Your business is growing, sales are booming, and your warehouse is overflowing. You may be asking yourself:
Should my business open another warehouse location?
Adding another warehouse location means reaching more customers, but it also means higher inventory levels and multiple locations to manage. Setting up a new warehouse takes a lot of preparation, and we want to make that process a little easier for you. Before we dive deep into how software makes it easier to manage your business (which we will discuss in future blogs), we spoke with some of our customers about their approach when they opened up their second or third locations.
We hope that these interviews give you a real look into what goes into adding more warehouse locations.
Meet the industry experts:
Michael Clay, President at Miller Welding. He discussed how his company added warehouse locations based on market needs. And he gave helpful insights on what goes into opening multiple locations and what has made his company successful in doing so.
We also spoke to Chris Cumming, Vice President of Operations at Charter Industries. Chris discussed how the proper software made it easier for his company to add warehouse locations, utilize a transfer warehouse, and run reporting functions. He also shared tips on collecting useful customer data from existing markets.
Thanks to their insight, here are a few things for you to consider.
What are the needs of your target market?
To start, you must consider if there is an opportunity for your added location in the market. Gathering data is always important.
Chris from Charter utilized customer data from larger logistic companies like FedEx and UPS to gain an understanding of where their services were needed. This data allowed them to map out and validate geography. This visibility then helped them understand territories, and when combined with their own customer data, helped them decide where to add another warehouse location. According to Chris, working with those logistic companies also helped them price what it would take to move their inventory once they added the location. This helped them when planning for future costs.
Based on your current size and the number of dollars spent by the logistic companies, they may charge you for this service.
Consider the cost.
If you are thinking about opening up another warehouse, you’re probably already thinking about cost. It’s no big surprise that you need to consider what costs may go up, and that you must determine if your company can financially support these changes.
Michael Clay cautioned anyone that is considering this to understand all operational expenses, which include rent, staff, time, training, etc. He highlighted that it will take time for your new location to be profitable, and that you need to consider the time it will take to capture a market share.
Is your team prepared?
This relates to costs, but considering the size and capability of your team is imperative. Adding labor is another cost, and you may have to examine if your team can sustain the labor of an added warehouse.
Both Michael and Chris spoke about the ongoing prep it takes to add that next location. Each highlighted the prep work and teamwork it takes to:
- Update and ramp up on minimums
- Order the correct stock
- Convert customer and vendor data
- Possibly handle drop shipping
- Maintain full visibility into their inventory
The proper inventory management software will make this process less overwhelming, and it will also allow you have visibility into all of your locations. Which leads us to our next question:
Will your current software sustain this addition?
Your warehouse, in our opinion, is the most valuable aspect of your business. It would be extremely unfortunate to lose inventory counts or important reporting functions.
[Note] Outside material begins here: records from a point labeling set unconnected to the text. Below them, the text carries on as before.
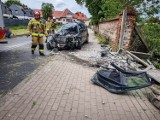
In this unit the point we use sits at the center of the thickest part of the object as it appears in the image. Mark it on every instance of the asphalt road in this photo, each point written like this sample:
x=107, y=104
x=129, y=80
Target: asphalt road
x=17, y=62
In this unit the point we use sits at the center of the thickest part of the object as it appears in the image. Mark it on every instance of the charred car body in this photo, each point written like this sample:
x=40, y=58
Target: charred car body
x=71, y=35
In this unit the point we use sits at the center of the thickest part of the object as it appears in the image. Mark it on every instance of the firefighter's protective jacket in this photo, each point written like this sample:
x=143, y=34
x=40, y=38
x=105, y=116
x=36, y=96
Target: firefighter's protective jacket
x=49, y=26
x=36, y=28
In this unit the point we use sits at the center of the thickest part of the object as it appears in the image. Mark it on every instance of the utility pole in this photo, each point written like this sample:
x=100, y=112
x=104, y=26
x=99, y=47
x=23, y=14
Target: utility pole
x=1, y=16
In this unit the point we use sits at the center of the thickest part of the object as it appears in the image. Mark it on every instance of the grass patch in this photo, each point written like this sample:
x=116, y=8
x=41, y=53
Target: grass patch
x=101, y=39
x=18, y=27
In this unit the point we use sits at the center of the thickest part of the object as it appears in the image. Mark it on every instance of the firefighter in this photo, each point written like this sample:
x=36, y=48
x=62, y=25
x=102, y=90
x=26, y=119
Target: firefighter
x=36, y=28
x=50, y=26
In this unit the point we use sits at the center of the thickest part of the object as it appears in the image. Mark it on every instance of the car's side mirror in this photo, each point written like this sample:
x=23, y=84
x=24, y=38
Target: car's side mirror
x=81, y=30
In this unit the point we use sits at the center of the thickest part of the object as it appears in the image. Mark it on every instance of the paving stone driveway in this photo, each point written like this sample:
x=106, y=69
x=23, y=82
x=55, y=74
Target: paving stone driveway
x=62, y=90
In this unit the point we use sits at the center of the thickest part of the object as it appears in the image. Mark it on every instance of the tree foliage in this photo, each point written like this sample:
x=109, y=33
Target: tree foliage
x=47, y=10
x=108, y=9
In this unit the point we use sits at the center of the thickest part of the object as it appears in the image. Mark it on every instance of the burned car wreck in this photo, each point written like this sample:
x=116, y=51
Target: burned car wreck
x=70, y=36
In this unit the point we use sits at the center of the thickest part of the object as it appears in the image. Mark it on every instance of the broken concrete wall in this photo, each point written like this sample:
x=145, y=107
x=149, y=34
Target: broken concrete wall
x=112, y=29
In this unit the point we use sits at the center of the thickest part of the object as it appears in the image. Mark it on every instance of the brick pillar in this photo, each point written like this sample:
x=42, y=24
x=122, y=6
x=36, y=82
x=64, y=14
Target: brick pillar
x=131, y=26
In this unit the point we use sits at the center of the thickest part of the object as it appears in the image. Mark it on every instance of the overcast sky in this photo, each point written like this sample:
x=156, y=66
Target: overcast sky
x=58, y=4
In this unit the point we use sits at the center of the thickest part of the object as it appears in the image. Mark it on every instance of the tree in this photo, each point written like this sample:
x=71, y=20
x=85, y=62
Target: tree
x=108, y=9
x=10, y=2
x=47, y=10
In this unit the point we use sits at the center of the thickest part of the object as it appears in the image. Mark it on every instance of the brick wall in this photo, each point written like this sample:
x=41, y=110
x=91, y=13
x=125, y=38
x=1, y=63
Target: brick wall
x=108, y=29
x=111, y=29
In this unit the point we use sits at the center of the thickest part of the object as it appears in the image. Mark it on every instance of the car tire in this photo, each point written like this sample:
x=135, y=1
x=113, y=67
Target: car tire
x=87, y=39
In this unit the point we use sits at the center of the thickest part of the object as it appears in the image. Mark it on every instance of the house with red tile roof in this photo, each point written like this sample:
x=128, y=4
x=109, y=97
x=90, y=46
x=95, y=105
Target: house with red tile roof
x=65, y=16
x=38, y=11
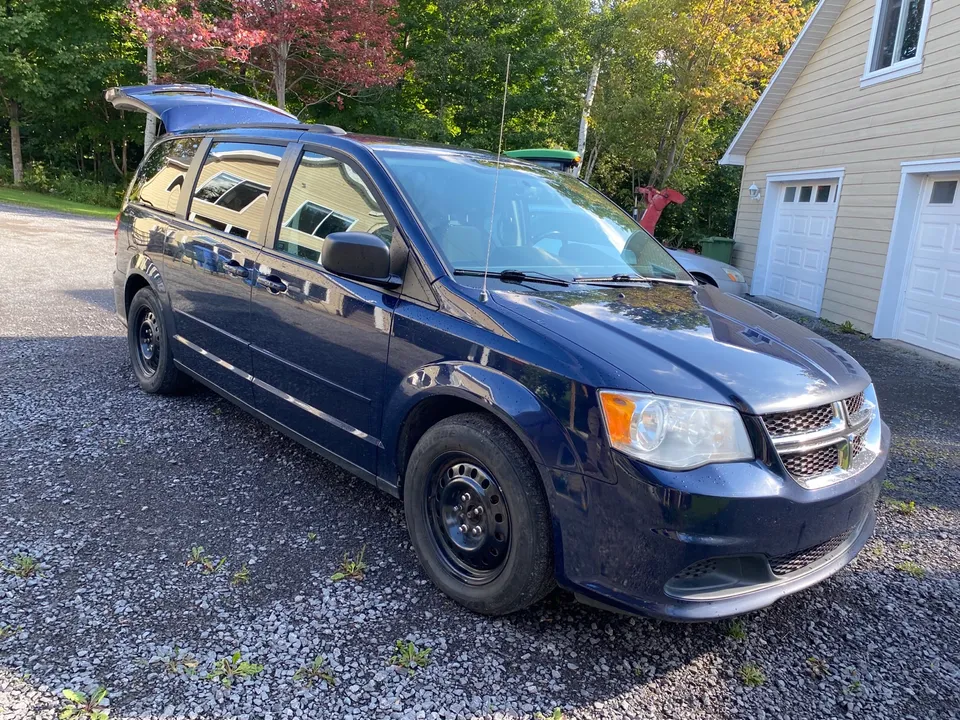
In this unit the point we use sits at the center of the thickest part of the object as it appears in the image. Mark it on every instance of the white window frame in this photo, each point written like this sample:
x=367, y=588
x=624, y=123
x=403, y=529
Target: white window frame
x=903, y=67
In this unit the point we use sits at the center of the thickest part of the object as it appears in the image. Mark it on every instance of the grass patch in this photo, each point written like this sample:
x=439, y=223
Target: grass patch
x=15, y=196
x=737, y=630
x=81, y=706
x=752, y=676
x=23, y=566
x=911, y=568
x=409, y=656
x=904, y=508
x=817, y=667
x=207, y=565
x=351, y=567
x=315, y=672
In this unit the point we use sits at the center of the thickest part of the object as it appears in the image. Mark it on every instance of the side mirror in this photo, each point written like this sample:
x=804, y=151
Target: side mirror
x=358, y=256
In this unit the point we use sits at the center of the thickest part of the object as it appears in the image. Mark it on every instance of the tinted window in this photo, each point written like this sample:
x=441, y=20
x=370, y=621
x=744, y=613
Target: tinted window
x=326, y=196
x=160, y=178
x=233, y=186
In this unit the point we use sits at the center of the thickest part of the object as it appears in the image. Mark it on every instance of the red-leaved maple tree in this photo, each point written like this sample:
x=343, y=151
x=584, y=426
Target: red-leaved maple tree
x=311, y=50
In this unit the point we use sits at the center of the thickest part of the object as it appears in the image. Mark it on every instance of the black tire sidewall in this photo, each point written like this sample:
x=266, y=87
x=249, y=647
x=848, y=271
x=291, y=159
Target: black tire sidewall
x=528, y=570
x=166, y=376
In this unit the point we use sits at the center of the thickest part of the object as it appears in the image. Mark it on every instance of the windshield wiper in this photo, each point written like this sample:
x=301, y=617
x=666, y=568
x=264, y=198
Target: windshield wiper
x=515, y=276
x=624, y=278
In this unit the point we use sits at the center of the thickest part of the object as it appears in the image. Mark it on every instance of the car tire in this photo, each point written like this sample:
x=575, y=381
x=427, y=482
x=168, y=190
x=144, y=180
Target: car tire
x=508, y=564
x=149, y=344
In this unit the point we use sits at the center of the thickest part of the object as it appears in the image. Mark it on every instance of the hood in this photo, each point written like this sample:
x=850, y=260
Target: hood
x=694, y=342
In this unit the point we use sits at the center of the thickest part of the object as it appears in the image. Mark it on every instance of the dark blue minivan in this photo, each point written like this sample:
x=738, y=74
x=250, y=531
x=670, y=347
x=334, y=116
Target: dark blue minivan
x=552, y=397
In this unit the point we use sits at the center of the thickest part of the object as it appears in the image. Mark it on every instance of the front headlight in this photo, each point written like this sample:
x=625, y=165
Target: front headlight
x=672, y=433
x=734, y=274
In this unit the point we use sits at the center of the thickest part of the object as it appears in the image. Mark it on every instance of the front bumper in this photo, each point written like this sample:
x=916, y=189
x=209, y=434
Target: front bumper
x=623, y=545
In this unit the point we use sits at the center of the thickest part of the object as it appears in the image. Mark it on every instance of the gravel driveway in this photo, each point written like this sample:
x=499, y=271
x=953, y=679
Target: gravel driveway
x=110, y=489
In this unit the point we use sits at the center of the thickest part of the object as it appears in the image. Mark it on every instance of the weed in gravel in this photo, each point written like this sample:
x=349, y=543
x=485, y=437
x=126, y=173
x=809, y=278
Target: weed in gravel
x=904, y=508
x=8, y=631
x=207, y=565
x=227, y=670
x=911, y=568
x=351, y=568
x=409, y=656
x=81, y=706
x=316, y=671
x=23, y=566
x=241, y=576
x=817, y=667
x=752, y=676
x=557, y=714
x=180, y=662
x=737, y=630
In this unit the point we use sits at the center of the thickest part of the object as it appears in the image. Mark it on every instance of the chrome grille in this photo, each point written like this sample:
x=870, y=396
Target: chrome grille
x=811, y=464
x=821, y=441
x=800, y=421
x=786, y=564
x=854, y=404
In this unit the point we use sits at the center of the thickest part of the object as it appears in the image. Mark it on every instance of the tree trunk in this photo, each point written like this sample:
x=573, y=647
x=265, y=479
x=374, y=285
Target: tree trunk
x=591, y=161
x=281, y=53
x=587, y=104
x=16, y=154
x=150, y=131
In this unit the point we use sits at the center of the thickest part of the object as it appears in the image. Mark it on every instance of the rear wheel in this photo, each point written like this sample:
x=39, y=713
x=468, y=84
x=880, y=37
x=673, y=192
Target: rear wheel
x=477, y=515
x=149, y=345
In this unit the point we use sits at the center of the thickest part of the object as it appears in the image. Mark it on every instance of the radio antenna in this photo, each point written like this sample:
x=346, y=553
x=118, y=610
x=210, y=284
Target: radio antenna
x=496, y=179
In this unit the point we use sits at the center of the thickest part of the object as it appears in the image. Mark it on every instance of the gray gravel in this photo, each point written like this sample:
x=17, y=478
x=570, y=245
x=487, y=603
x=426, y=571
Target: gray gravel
x=110, y=489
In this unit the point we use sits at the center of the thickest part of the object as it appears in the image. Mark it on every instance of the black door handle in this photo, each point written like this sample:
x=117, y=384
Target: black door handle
x=234, y=268
x=272, y=283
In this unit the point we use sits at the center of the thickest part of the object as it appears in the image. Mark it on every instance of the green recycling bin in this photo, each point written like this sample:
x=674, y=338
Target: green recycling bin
x=717, y=248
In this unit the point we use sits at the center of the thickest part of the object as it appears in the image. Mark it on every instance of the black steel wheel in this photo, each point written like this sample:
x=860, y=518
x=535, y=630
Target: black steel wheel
x=477, y=515
x=468, y=517
x=148, y=341
x=149, y=346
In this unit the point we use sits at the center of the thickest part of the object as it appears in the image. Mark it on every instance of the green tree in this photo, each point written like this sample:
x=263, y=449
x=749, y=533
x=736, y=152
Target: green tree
x=56, y=57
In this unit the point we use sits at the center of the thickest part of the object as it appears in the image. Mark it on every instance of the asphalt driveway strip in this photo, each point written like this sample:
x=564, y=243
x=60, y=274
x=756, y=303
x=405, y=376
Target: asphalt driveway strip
x=110, y=489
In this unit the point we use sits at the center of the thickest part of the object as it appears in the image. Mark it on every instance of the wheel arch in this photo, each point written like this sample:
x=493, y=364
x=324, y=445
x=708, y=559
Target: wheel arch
x=440, y=391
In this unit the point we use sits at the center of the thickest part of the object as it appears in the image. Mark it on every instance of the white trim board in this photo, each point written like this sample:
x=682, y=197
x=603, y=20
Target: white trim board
x=913, y=175
x=768, y=217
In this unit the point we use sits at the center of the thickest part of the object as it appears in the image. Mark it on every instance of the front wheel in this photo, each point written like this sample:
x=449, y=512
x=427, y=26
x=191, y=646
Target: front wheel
x=478, y=517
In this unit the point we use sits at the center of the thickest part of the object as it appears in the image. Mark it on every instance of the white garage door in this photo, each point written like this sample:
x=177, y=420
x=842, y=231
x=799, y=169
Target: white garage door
x=930, y=313
x=801, y=241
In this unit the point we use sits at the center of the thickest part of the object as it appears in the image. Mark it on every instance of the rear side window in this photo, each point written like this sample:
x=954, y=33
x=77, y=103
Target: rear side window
x=233, y=186
x=160, y=178
x=326, y=196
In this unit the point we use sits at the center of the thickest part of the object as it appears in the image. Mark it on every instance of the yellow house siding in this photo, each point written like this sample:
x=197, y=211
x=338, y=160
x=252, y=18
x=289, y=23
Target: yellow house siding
x=827, y=120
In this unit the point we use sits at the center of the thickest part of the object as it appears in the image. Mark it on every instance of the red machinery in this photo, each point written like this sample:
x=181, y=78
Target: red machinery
x=656, y=201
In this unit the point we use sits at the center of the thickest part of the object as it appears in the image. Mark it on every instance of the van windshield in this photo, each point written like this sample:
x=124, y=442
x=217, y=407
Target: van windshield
x=544, y=221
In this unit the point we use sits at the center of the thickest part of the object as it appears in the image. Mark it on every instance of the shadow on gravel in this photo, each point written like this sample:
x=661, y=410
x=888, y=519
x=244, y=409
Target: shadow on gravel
x=103, y=299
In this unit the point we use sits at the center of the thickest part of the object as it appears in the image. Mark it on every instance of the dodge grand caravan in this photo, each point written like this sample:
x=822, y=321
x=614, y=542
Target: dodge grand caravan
x=552, y=397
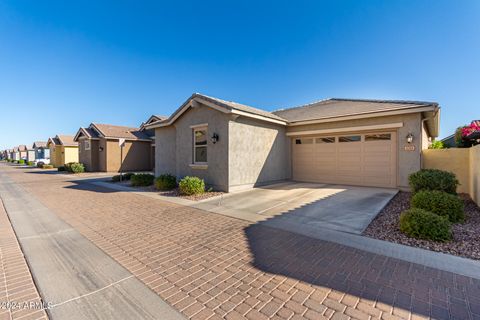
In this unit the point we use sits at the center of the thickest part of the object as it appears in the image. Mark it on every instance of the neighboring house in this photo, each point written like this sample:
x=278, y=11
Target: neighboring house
x=42, y=152
x=336, y=141
x=63, y=149
x=22, y=149
x=449, y=142
x=99, y=148
x=30, y=154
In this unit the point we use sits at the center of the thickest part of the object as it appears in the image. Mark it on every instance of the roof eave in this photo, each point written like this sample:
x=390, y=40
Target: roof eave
x=353, y=116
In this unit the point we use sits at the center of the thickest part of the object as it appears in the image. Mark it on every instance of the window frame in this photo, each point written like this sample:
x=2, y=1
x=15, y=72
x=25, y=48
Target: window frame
x=194, y=146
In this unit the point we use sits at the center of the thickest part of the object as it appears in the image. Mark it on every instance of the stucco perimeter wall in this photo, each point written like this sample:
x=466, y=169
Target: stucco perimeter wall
x=165, y=151
x=475, y=173
x=408, y=161
x=135, y=156
x=259, y=153
x=456, y=160
x=216, y=174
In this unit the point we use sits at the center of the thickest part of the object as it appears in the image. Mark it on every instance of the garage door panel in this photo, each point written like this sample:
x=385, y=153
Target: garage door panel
x=370, y=161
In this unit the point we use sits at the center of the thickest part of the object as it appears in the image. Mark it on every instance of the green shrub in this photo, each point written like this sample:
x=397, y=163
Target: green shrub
x=441, y=203
x=191, y=185
x=433, y=179
x=74, y=167
x=437, y=144
x=421, y=224
x=125, y=176
x=165, y=182
x=142, y=179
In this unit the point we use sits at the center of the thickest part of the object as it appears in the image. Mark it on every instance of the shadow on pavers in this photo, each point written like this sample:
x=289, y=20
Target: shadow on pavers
x=408, y=286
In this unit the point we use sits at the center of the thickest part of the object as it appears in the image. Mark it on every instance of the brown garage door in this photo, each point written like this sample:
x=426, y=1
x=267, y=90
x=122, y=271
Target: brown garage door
x=367, y=159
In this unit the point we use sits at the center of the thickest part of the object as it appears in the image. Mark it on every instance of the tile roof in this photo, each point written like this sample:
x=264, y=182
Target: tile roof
x=332, y=108
x=234, y=105
x=113, y=131
x=66, y=140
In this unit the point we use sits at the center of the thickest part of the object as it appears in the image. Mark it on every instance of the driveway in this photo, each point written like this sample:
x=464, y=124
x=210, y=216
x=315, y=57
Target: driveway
x=343, y=208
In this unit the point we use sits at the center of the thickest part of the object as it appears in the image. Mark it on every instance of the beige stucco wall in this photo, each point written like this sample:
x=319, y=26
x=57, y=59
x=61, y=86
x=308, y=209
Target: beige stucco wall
x=70, y=154
x=456, y=160
x=89, y=158
x=216, y=175
x=165, y=151
x=408, y=161
x=135, y=156
x=475, y=173
x=259, y=153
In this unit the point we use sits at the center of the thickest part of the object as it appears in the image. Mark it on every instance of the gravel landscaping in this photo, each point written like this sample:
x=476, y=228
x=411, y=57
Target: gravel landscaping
x=466, y=236
x=173, y=193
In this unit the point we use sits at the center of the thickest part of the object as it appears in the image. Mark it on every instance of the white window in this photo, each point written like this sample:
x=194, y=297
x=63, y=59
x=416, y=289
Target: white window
x=200, y=145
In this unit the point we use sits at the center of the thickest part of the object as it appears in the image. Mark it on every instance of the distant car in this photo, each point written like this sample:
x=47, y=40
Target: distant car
x=40, y=162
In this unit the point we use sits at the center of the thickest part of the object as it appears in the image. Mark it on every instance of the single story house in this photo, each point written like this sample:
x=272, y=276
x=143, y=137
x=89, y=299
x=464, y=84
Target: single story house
x=30, y=153
x=151, y=134
x=63, y=149
x=336, y=141
x=22, y=150
x=42, y=152
x=99, y=148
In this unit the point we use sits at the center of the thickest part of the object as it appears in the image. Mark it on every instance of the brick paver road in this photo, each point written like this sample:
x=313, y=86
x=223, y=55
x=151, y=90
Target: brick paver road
x=19, y=298
x=210, y=266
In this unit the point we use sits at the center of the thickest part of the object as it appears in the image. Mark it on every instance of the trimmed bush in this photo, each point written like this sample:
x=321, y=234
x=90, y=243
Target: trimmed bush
x=421, y=224
x=125, y=176
x=433, y=179
x=74, y=167
x=191, y=185
x=165, y=182
x=441, y=203
x=142, y=179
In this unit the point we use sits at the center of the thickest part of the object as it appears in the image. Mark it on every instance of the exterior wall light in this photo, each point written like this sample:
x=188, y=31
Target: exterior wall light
x=214, y=138
x=409, y=138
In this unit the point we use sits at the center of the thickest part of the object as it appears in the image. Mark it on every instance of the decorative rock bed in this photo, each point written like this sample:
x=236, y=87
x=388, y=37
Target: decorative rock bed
x=466, y=236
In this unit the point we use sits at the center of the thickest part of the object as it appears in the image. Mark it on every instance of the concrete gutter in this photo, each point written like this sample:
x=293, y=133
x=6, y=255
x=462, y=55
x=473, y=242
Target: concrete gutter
x=78, y=279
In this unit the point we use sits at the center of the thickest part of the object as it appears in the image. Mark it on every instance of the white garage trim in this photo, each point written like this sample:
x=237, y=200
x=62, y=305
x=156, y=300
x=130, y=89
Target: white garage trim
x=349, y=129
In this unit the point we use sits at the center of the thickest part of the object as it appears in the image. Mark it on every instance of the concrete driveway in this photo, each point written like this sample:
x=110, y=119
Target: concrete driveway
x=343, y=208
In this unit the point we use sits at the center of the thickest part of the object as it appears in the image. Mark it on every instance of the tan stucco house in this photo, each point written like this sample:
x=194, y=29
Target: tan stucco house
x=99, y=148
x=63, y=149
x=336, y=141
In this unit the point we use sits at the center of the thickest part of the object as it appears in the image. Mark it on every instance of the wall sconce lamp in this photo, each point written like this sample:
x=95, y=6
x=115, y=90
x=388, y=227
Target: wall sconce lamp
x=214, y=138
x=409, y=138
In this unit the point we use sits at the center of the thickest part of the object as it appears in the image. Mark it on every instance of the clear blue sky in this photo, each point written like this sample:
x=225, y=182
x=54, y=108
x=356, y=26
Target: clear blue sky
x=64, y=64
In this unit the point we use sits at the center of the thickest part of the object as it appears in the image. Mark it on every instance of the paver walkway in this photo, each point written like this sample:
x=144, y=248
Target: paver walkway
x=210, y=266
x=19, y=298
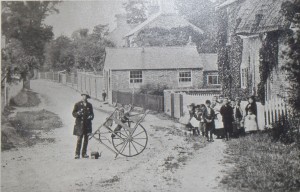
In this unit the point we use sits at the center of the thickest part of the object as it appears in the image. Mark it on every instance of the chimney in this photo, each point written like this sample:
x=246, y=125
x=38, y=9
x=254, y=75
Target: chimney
x=121, y=20
x=167, y=6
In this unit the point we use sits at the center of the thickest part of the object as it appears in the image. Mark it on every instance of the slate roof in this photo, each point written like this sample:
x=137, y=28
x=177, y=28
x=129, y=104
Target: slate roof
x=164, y=20
x=157, y=58
x=257, y=16
x=210, y=61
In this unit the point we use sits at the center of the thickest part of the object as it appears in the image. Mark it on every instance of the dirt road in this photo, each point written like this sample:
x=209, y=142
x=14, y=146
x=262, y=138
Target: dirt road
x=169, y=163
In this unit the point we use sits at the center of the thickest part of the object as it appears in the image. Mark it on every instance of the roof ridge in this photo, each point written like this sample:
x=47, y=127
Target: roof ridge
x=148, y=47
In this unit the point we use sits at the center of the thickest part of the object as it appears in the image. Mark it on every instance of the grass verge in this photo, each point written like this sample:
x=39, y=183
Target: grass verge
x=262, y=165
x=26, y=98
x=26, y=127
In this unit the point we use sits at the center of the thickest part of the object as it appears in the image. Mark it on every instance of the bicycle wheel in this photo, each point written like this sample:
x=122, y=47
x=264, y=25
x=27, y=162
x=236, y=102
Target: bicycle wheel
x=130, y=145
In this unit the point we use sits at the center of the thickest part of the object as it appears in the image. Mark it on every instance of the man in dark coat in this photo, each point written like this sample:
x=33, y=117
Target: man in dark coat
x=83, y=112
x=227, y=113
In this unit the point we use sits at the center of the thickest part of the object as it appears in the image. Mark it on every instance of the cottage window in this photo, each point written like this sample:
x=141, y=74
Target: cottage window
x=136, y=77
x=244, y=77
x=213, y=80
x=185, y=78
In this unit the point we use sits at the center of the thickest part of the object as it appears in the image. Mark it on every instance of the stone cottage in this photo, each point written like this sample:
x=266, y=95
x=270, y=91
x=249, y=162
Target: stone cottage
x=251, y=35
x=126, y=69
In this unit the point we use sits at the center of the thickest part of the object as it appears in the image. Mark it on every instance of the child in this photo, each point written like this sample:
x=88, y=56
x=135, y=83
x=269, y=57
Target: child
x=209, y=115
x=191, y=109
x=201, y=124
x=250, y=122
x=122, y=115
x=198, y=116
x=103, y=95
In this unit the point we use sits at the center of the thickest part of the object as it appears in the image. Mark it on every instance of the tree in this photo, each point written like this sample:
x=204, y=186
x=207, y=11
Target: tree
x=201, y=13
x=23, y=21
x=291, y=54
x=59, y=54
x=165, y=37
x=89, y=49
x=135, y=11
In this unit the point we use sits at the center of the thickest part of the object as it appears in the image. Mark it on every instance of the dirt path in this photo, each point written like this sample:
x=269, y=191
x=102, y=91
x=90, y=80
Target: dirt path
x=168, y=164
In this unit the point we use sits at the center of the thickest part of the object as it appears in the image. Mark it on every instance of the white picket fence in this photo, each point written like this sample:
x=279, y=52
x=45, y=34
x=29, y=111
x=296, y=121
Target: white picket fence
x=175, y=105
x=274, y=110
x=175, y=102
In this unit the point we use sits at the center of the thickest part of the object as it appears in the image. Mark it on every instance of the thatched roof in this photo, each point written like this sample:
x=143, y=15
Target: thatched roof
x=164, y=20
x=258, y=16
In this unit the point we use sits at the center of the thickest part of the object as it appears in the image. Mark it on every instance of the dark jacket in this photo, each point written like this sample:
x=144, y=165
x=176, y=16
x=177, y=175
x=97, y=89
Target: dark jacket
x=208, y=117
x=227, y=113
x=253, y=108
x=84, y=116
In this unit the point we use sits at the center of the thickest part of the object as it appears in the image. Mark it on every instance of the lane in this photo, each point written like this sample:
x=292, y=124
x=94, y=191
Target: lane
x=51, y=167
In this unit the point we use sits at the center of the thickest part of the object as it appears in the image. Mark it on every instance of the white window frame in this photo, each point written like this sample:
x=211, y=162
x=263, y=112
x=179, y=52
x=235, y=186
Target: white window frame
x=135, y=78
x=185, y=83
x=244, y=77
x=218, y=80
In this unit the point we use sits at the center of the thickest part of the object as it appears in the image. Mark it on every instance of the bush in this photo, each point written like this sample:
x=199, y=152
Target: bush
x=262, y=165
x=285, y=130
x=153, y=89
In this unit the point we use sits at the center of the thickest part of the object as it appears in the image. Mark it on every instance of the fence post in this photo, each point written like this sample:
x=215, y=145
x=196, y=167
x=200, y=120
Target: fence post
x=172, y=105
x=96, y=87
x=181, y=105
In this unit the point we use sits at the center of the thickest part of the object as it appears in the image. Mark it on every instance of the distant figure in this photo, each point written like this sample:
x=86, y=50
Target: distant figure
x=209, y=115
x=250, y=122
x=103, y=95
x=123, y=116
x=238, y=116
x=191, y=109
x=83, y=112
x=219, y=128
x=198, y=117
x=227, y=115
x=251, y=105
x=202, y=121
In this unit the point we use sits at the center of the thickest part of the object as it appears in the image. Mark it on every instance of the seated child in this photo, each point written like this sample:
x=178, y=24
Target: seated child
x=250, y=122
x=122, y=115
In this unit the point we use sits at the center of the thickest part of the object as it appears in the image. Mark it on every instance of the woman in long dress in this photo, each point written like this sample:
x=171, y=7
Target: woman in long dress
x=250, y=122
x=219, y=127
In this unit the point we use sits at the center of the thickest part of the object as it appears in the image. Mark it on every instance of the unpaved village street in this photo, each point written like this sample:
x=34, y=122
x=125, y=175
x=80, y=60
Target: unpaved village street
x=169, y=163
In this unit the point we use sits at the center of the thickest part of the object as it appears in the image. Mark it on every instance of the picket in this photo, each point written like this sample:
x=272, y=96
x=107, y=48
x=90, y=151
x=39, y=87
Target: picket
x=152, y=102
x=275, y=109
x=81, y=81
That’s where a functional and effective software comes into play.
Some important functions of your software are:
- Handling replenishment
- Batching sales orders
- Utilizing multi-bin warehouses
- Transferring between warehouses for full visibility
- Uploading and stocking locations
- Reporting warehouse activities
- Communication between locations
Business decisions and measurable goals
Your first goals are more than likely new sales and brand awareness, which are both a great place to start.
For example, Michael helped move Miller Welding into a market where the competitor had created a void. He knew that void gave them the ability to capture customers that were left behind. This was a strategic decision because they knew Miller Welding could fulfill the needs of the competitor’s lost customers.
They knew their team’s services were needed in that specific market, understood demand, and defined measurable goals to hit in order to capture that market. No matter what your decision, the key takeaway is to have visibility both into your inventory and into whether or not you made the right decision to open another location.
We will continue creating beneficial content on this topic for your reading pleasure (a.k.a we got more blogs coming for ya!). Don’t see anything you like? Comment below and let us know what questions and concerns you may have.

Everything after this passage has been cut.